Transparency remains CeFi’s weakest link. Few platforms share details on loan-to-value ratios, liquidation logic, or fee structures. This lack of visibility often fuels panic withdrawals when markets fluctuate. Platforms that provide real-time risk alerts, such as CoinRabbit’s multi-channel notification system, are setting a new standard for user trust.
Regulation adds another layer of complexity. With frameworks like MiCA in Europe and SEC oversight in the US, compliance costs are climbing. Smaller lenders struggle to keep up, leading to further consolidation and greater systemic fragility.
Safer, Not Safe Yet
CeFi’s rebound is real, but it’s not without risk. The market looks healthier only because it’s smaller, more regulated, and better capitalised. Yet transparency gaps, asset reuse, and concentration make it far from foolproof.

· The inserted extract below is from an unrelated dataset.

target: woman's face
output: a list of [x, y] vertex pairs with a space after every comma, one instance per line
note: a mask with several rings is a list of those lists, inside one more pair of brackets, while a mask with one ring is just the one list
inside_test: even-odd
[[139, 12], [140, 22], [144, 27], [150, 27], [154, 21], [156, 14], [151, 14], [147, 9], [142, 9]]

To achieve lasting stability, CeFi platforms must embrace the principles of DeFi: verifiable transparency, strict asset segregation, and user-first liquidation protection. CoinRabbit’s cold-storage custody and no-rehypothecation model hint at what a genuinely safe CeFi could look like.
Until such practices become industry-wide standards, however, the question remains: are $17.78 billion in CeFi loans truly safe or just safer for now?